Technology with a Social Purpose

Technology with a Social Purpose

Dr Vincent Lau (2nd from right, back row) at a workshop for secondary schools
Dr Vincent Lau (middle) and awardees of the competition

Dr Vincent Lau of the Department of Computer Science has been developing new technology products for more than 20 years and he is enthusiastic about the possibilities of today's advances to change lives for the better, especially among the impaired people. At the same time, he has been puzzled that many young people do not have similar enthusiasm. His KE project has tried to change that.

The project, Accessibility Technology Solutions Study for Secondary Schools, was supported by KE funding in 2012/13. It has introduced young people to the exciting potential of technology and, importantly, to the idea that they can create solutions in this field.

"I have two aims. First, to let students know more about the needs of impaired people, and second, to let them have the idea that technology can create useful products. Currently, not many young people want to create technology for new products or services. They want to play with it but not understand it and develop further," he said.

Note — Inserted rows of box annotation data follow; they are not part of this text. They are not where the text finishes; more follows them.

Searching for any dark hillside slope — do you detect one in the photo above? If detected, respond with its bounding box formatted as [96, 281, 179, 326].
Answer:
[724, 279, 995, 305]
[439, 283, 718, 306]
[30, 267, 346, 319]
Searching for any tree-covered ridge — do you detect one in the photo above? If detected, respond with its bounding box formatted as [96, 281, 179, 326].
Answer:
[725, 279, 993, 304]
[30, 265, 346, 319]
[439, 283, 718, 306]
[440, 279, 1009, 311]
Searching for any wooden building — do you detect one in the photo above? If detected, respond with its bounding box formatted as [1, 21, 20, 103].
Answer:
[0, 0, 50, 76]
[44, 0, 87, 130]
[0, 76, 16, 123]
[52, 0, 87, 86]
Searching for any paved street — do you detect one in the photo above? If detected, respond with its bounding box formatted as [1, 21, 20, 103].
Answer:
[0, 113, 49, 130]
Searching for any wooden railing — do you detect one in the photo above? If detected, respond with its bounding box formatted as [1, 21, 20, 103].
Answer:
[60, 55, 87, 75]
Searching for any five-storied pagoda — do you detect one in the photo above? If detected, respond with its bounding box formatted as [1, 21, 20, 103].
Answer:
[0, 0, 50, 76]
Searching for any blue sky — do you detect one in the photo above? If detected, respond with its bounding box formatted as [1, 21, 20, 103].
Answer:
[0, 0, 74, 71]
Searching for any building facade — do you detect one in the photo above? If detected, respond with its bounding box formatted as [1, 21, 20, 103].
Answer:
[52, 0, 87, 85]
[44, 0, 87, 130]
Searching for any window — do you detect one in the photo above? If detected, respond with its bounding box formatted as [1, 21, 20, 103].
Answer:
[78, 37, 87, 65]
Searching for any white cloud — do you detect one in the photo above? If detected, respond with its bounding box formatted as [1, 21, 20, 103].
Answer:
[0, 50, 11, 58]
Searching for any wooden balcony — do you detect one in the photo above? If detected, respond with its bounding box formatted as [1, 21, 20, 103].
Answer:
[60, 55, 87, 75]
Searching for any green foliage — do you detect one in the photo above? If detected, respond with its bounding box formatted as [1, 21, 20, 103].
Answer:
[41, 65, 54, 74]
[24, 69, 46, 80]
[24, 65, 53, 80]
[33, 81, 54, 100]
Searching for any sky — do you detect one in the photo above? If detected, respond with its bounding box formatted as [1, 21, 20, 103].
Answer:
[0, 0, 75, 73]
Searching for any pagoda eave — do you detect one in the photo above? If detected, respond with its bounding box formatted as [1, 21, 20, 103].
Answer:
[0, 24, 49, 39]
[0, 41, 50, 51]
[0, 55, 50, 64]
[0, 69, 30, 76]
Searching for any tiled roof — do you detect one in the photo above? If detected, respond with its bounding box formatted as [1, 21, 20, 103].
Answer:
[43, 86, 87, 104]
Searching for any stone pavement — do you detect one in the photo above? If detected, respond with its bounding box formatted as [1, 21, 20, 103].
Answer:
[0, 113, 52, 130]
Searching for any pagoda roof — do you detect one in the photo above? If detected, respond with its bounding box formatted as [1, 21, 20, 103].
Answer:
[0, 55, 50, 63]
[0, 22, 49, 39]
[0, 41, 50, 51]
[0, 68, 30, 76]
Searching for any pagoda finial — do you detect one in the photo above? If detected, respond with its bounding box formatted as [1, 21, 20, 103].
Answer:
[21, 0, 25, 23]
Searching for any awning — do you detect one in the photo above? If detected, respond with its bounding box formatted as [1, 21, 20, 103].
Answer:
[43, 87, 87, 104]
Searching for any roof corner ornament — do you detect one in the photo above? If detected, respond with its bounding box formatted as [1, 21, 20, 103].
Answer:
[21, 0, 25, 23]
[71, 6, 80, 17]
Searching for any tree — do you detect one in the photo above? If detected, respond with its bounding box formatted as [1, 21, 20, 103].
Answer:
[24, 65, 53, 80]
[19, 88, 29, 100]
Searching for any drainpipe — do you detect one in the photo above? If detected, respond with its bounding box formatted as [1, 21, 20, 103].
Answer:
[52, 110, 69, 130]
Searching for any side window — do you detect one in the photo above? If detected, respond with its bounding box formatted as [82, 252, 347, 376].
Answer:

His interest in using technology to help others stems from long friendships with people who are impaired and a keen awareness that for many years, the technology was not advanced enough to develop good products for them. "Technology now is much easier to develop than 10 years ago. There are many tools, many open source projects, the hardware is cheaper and portable - there are many possibilities," he said.

To deliver that message to young people, Dr Lau and his team gave 10 talks and seminars to more than 900 young participants on the use of technology to help the impaired people.

He cited examples from his department's research, such as a system that "hears" signs for the blind through low energy RF (radio frequency) transmitters, which is being tested at the Arts Centre, a Link shopping mall and a housing estate. Dr Lau has also been involved in the development of an app that reads text for the blind, such as the expiry dates of food and medicines, and another app that helps the physically impaired to use eyes to turn lights and fans on and off.

The secondary school students were encouraged to dream up their own technological solutions for the impaired people through a competition organised alongside the talks.

More than 60 entries were received and the champion idea was a cup for the visually impaired that used a sensor to measure water level and temperature. "The students did not need to create real products because that takes a lot of time, effort and resources; they only need to draw some diagrams and explain the idea. I think this kind of activity can get them interested in making use of technology to enhance lives with creativity," Dr Lau said.